More clues on the next iPhone's release will come on 22 June at Apple's virtual Worldwide Developers Conference.
Subscription services drive growth
Apple's decision to diversify into subscription services has helped it weather the coronavirus outbreak. In the latest quarter, revenue from subscription-based services like Apple Music and iCloud were up 16%, coming in at $13.34 billion.
In the longer-term, JP Morgan analyst Samik Chatterjee reckons subscription streaming service Apple TV+ will have over 100 million subscribers by 2025. Apple’s streaming service has made a relatively slow start but the company is looking to pump money into original content production and expand its content library. Whether this is enough to hit the 100 million mark in five years remains to be seen.
Time to buy Apple’s share price?
Analysts on the FT have an average $325 target on Apple's share price. This would actually see a 1.96% downside on the current share price. Of the 39 analysts, 12 rate the share price Buy and 17 rate it Outperform. For investors, there's also the added bonus of a 1.02% forward dividend yield.
Wedbush analyst Daniel Ives has increased his share price target from $350 a share to $375. Hitting this would represent a 13% upside on the current share price. Ives believes that iPhone sales could benefit from both pent up demand and the upcoming switch to 5G.

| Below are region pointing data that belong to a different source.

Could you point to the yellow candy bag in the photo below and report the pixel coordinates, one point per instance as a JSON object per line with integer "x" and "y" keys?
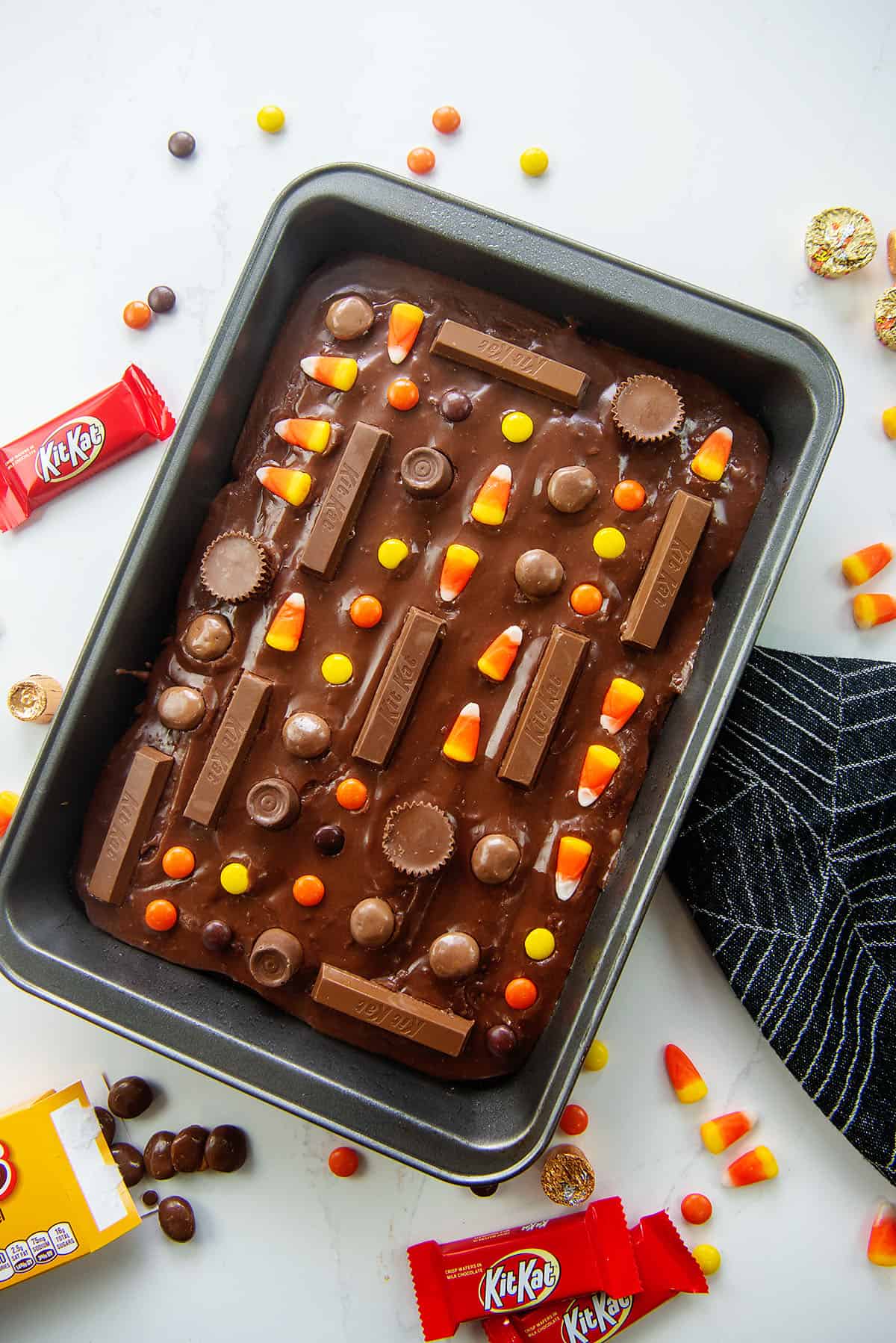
{"x": 60, "y": 1191}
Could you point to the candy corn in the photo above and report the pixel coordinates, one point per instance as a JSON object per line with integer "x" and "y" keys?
{"x": 751, "y": 1169}
{"x": 489, "y": 505}
{"x": 712, "y": 457}
{"x": 314, "y": 435}
{"x": 620, "y": 703}
{"x": 573, "y": 858}
{"x": 285, "y": 484}
{"x": 501, "y": 653}
{"x": 335, "y": 371}
{"x": 405, "y": 324}
{"x": 8, "y": 804}
{"x": 287, "y": 627}
{"x": 457, "y": 571}
{"x": 872, "y": 609}
{"x": 865, "y": 563}
{"x": 687, "y": 1082}
{"x": 882, "y": 1243}
{"x": 462, "y": 740}
{"x": 719, "y": 1134}
{"x": 601, "y": 763}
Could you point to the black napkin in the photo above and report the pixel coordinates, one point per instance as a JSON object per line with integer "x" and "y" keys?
{"x": 788, "y": 861}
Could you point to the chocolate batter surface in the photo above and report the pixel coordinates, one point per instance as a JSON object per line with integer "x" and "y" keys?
{"x": 497, "y": 915}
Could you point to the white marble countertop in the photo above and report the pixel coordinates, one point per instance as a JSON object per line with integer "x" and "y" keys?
{"x": 696, "y": 140}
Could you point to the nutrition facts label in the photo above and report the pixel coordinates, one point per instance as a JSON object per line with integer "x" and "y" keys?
{"x": 40, "y": 1247}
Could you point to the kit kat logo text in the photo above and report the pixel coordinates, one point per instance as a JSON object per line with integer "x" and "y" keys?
{"x": 70, "y": 449}
{"x": 517, "y": 1280}
{"x": 8, "y": 1174}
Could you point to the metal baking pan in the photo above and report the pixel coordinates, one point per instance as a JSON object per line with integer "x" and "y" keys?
{"x": 462, "y": 1132}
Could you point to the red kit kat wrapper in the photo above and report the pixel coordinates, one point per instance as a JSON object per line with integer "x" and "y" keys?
{"x": 80, "y": 444}
{"x": 665, "y": 1267}
{"x": 511, "y": 1271}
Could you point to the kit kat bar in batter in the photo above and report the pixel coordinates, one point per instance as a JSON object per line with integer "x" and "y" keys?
{"x": 228, "y": 750}
{"x": 344, "y": 498}
{"x": 417, "y": 645}
{"x": 543, "y": 705}
{"x": 511, "y": 363}
{"x": 667, "y": 567}
{"x": 129, "y": 825}
{"x": 401, "y": 1014}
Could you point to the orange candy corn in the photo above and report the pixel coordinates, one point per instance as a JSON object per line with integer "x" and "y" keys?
{"x": 335, "y": 371}
{"x": 865, "y": 563}
{"x": 620, "y": 703}
{"x": 287, "y": 627}
{"x": 501, "y": 653}
{"x": 285, "y": 484}
{"x": 601, "y": 763}
{"x": 462, "y": 740}
{"x": 489, "y": 505}
{"x": 871, "y": 609}
{"x": 457, "y": 571}
{"x": 882, "y": 1243}
{"x": 751, "y": 1169}
{"x": 719, "y": 1134}
{"x": 711, "y": 459}
{"x": 573, "y": 858}
{"x": 687, "y": 1082}
{"x": 405, "y": 324}
{"x": 314, "y": 435}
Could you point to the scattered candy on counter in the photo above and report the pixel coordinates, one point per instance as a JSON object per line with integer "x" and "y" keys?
{"x": 421, "y": 160}
{"x": 270, "y": 119}
{"x": 685, "y": 1080}
{"x": 722, "y": 1132}
{"x": 882, "y": 1241}
{"x": 534, "y": 161}
{"x": 751, "y": 1169}
{"x": 862, "y": 565}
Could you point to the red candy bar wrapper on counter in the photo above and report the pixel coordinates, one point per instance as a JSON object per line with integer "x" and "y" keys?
{"x": 523, "y": 1267}
{"x": 665, "y": 1267}
{"x": 80, "y": 444}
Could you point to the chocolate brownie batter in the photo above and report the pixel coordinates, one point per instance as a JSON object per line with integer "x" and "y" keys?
{"x": 448, "y": 927}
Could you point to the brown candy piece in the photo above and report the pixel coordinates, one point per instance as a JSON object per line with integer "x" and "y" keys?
{"x": 188, "y": 1149}
{"x": 158, "y": 1156}
{"x": 207, "y": 637}
{"x": 418, "y": 838}
{"x": 307, "y": 735}
{"x": 373, "y": 922}
{"x": 129, "y": 1162}
{"x": 180, "y": 708}
{"x": 454, "y": 955}
{"x": 349, "y": 317}
{"x": 276, "y": 958}
{"x": 494, "y": 858}
{"x": 176, "y": 1218}
{"x": 426, "y": 473}
{"x": 571, "y": 489}
{"x": 273, "y": 804}
{"x": 538, "y": 574}
{"x": 226, "y": 1149}
{"x": 235, "y": 567}
{"x": 647, "y": 409}
{"x": 129, "y": 1097}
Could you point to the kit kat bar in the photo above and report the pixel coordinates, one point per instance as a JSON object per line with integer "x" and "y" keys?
{"x": 511, "y": 363}
{"x": 396, "y": 1013}
{"x": 344, "y": 498}
{"x": 228, "y": 750}
{"x": 543, "y": 705}
{"x": 417, "y": 645}
{"x": 667, "y": 567}
{"x": 129, "y": 825}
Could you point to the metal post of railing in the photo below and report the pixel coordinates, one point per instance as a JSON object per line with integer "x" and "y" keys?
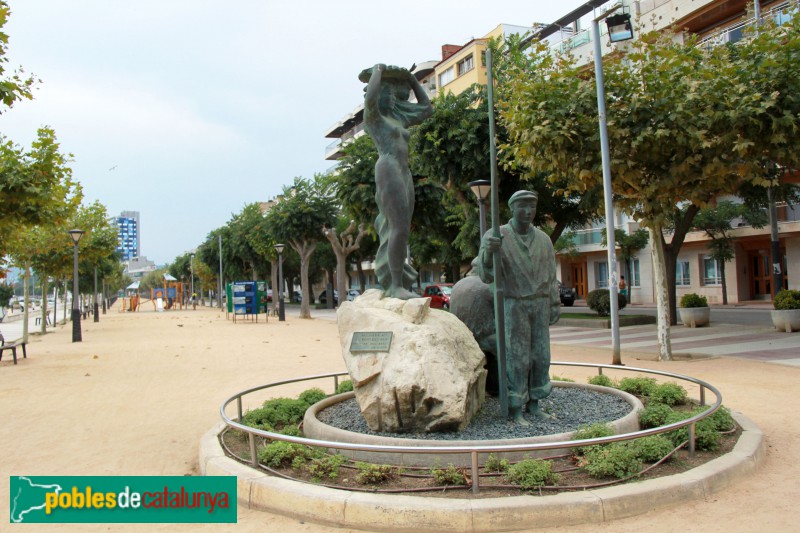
{"x": 253, "y": 456}
{"x": 475, "y": 473}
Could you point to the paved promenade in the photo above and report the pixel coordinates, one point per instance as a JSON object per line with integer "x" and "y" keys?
{"x": 135, "y": 397}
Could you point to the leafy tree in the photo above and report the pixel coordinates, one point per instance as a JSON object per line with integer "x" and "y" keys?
{"x": 669, "y": 109}
{"x": 717, "y": 223}
{"x": 36, "y": 187}
{"x": 344, "y": 244}
{"x": 14, "y": 86}
{"x": 307, "y": 206}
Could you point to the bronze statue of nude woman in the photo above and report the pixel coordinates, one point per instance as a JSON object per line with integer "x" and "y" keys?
{"x": 388, "y": 113}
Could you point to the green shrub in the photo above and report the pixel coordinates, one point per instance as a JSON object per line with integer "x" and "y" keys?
{"x": 312, "y": 396}
{"x": 292, "y": 431}
{"x": 450, "y": 475}
{"x": 279, "y": 453}
{"x": 693, "y": 300}
{"x": 344, "y": 386}
{"x": 669, "y": 394}
{"x": 786, "y": 299}
{"x": 653, "y": 448}
{"x": 637, "y": 386}
{"x": 721, "y": 419}
{"x": 532, "y": 473}
{"x": 591, "y": 432}
{"x": 613, "y": 460}
{"x": 299, "y": 462}
{"x": 495, "y": 464}
{"x": 371, "y": 474}
{"x": 326, "y": 467}
{"x": 654, "y": 415}
{"x": 599, "y": 301}
{"x": 276, "y": 413}
{"x": 706, "y": 436}
{"x": 601, "y": 380}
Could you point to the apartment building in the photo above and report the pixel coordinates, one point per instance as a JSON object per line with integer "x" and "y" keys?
{"x": 749, "y": 275}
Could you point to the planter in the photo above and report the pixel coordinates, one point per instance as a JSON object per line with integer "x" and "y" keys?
{"x": 695, "y": 317}
{"x": 787, "y": 320}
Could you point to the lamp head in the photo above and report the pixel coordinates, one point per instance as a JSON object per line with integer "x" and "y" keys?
{"x": 76, "y": 235}
{"x": 481, "y": 188}
{"x": 619, "y": 27}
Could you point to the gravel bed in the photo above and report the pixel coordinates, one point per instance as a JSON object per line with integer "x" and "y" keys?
{"x": 570, "y": 407}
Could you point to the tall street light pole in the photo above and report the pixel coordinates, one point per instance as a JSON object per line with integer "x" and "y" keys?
{"x": 281, "y": 312}
{"x": 96, "y": 308}
{"x": 191, "y": 265}
{"x": 76, "y": 235}
{"x": 619, "y": 29}
{"x": 221, "y": 286}
{"x": 481, "y": 188}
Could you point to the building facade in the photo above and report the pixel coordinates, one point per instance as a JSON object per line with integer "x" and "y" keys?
{"x": 129, "y": 235}
{"x": 749, "y": 275}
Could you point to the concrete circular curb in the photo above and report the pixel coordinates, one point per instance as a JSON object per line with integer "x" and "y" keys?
{"x": 391, "y": 512}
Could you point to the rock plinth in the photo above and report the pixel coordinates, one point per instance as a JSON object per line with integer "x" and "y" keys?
{"x": 431, "y": 379}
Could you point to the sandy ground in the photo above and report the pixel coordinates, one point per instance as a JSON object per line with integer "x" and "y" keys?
{"x": 136, "y": 395}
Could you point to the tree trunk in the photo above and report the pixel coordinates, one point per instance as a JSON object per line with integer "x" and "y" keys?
{"x": 26, "y": 279}
{"x": 44, "y": 305}
{"x": 662, "y": 295}
{"x": 682, "y": 226}
{"x": 65, "y": 300}
{"x": 304, "y": 249}
{"x": 724, "y": 283}
{"x": 274, "y": 282}
{"x": 55, "y": 303}
{"x": 362, "y": 278}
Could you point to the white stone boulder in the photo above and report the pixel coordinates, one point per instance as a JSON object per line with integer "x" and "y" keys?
{"x": 431, "y": 379}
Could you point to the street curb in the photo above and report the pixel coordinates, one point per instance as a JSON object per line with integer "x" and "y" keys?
{"x": 390, "y": 512}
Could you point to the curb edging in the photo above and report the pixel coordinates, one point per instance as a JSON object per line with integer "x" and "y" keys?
{"x": 390, "y": 512}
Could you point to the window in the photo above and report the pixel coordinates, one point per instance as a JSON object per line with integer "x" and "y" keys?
{"x": 635, "y": 280}
{"x": 682, "y": 274}
{"x": 465, "y": 65}
{"x": 602, "y": 275}
{"x": 446, "y": 77}
{"x": 711, "y": 272}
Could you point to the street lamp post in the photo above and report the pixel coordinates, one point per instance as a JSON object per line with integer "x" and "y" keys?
{"x": 619, "y": 29}
{"x": 221, "y": 285}
{"x": 96, "y": 309}
{"x": 281, "y": 313}
{"x": 191, "y": 266}
{"x": 76, "y": 235}
{"x": 481, "y": 188}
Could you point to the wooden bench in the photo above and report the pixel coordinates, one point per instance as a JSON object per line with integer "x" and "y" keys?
{"x": 13, "y": 347}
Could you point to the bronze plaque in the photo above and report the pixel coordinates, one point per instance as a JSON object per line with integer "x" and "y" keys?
{"x": 371, "y": 341}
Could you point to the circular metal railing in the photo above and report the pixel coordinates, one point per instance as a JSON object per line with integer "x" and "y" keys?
{"x": 472, "y": 449}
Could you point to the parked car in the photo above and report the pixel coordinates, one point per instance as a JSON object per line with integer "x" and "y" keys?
{"x": 352, "y": 294}
{"x": 323, "y": 297}
{"x": 439, "y": 293}
{"x": 567, "y": 294}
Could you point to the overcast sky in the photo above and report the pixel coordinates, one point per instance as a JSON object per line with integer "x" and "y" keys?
{"x": 186, "y": 110}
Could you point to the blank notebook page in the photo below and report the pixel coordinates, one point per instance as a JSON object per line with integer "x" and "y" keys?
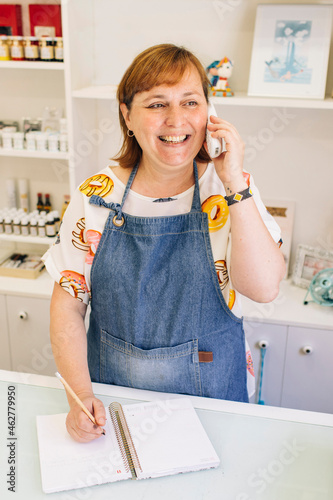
{"x": 169, "y": 438}
{"x": 66, "y": 464}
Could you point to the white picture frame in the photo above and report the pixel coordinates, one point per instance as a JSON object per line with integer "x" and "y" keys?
{"x": 290, "y": 51}
{"x": 309, "y": 261}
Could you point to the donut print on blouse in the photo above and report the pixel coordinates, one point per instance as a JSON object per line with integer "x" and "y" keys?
{"x": 222, "y": 273}
{"x": 217, "y": 210}
{"x": 100, "y": 185}
{"x": 74, "y": 283}
{"x": 93, "y": 238}
{"x": 79, "y": 236}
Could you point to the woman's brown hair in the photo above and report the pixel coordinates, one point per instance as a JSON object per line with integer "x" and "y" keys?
{"x": 163, "y": 64}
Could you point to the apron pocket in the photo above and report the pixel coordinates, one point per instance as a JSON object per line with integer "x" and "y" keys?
{"x": 164, "y": 369}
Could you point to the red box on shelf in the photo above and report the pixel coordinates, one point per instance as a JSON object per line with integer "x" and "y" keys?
{"x": 45, "y": 20}
{"x": 11, "y": 19}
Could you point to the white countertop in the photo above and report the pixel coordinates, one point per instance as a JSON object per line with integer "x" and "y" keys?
{"x": 266, "y": 453}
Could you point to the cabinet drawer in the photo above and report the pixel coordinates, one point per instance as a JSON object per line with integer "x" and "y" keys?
{"x": 29, "y": 323}
{"x": 308, "y": 379}
{"x": 276, "y": 336}
{"x": 5, "y": 363}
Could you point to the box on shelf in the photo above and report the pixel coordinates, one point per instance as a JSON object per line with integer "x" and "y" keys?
{"x": 45, "y": 20}
{"x": 10, "y": 19}
{"x": 21, "y": 266}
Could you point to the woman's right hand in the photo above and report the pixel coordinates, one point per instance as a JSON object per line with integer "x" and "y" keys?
{"x": 78, "y": 424}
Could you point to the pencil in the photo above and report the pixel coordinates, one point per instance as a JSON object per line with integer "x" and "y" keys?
{"x": 77, "y": 399}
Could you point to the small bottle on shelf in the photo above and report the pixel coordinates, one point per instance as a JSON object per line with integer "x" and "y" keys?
{"x": 47, "y": 204}
{"x": 40, "y": 203}
{"x": 50, "y": 226}
{"x": 41, "y": 227}
{"x": 25, "y": 226}
{"x": 33, "y": 227}
{"x": 65, "y": 205}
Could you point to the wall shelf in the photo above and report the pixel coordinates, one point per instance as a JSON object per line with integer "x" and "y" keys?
{"x": 36, "y": 240}
{"x": 32, "y": 65}
{"x": 25, "y": 153}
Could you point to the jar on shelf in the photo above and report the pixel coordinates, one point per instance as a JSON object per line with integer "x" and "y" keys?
{"x": 30, "y": 141}
{"x": 18, "y": 140}
{"x": 17, "y": 48}
{"x": 53, "y": 142}
{"x": 58, "y": 49}
{"x": 31, "y": 48}
{"x": 46, "y": 45}
{"x": 41, "y": 141}
{"x": 4, "y": 49}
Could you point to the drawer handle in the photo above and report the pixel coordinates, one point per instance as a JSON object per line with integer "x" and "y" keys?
{"x": 23, "y": 315}
{"x": 307, "y": 349}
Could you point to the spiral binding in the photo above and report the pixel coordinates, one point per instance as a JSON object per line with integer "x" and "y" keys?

“With roughly 350 million ...iPhones in the pent up ‘window of an upgrade opportunity,’ we believe [Apple] has a unique opportunity to capture this delayed supercycle opportunity with a major 5G cycle on the horizon which will include a host of new smartphone versions/models for iPhone 12.”
Ives isn't alone in backing Apple's share price for bumper growth. In May, Steven Fiorillo wrote on Seeking Alpha that he expects the stock to hit $400 by October 2021. That would see a 20% upside based on the current price.
Apple itself seems confident in the stock, having announced plans to buy back $50 billion in its own shares. Investors could take that as a sign of more highs to come.